Acabado de chegar à Invicta, alugou um apartamento na rua de Pinto Bessa, em Campanhã, mas o preço elevado da renda e as despesas inerentes à residência fizeram-no procurar por outra solução, rapidamente.
“Estava a pagar 416 euros por mês (...) por isso, pedi ajuda aos meus colegas e à Associação de Estudantes do ICBAS e foi assim que encontrei o Aconchego”, conta ao Porto Canal, sentado do lado direito de Maria da Graça.

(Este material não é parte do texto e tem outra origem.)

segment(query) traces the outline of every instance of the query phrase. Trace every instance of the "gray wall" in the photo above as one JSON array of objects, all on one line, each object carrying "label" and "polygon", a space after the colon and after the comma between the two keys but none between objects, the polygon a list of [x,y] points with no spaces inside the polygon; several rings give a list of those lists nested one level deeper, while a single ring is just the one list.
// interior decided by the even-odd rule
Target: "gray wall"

Através desta iniciativa da autarquia portuense, os jovens podem habitar na casa de um sénior sem pagar renda, mas em troca devem ajudar o mesmo em certas tarefas, por exemplo idas ao supermercado, ou visitas ao centro de saúde.
“Foi como atirar uma rocha ao mar, tive muita sorte em ter encontrado um lugar muito bom e bonito”, comenta acerca do plano municipal que frequenta.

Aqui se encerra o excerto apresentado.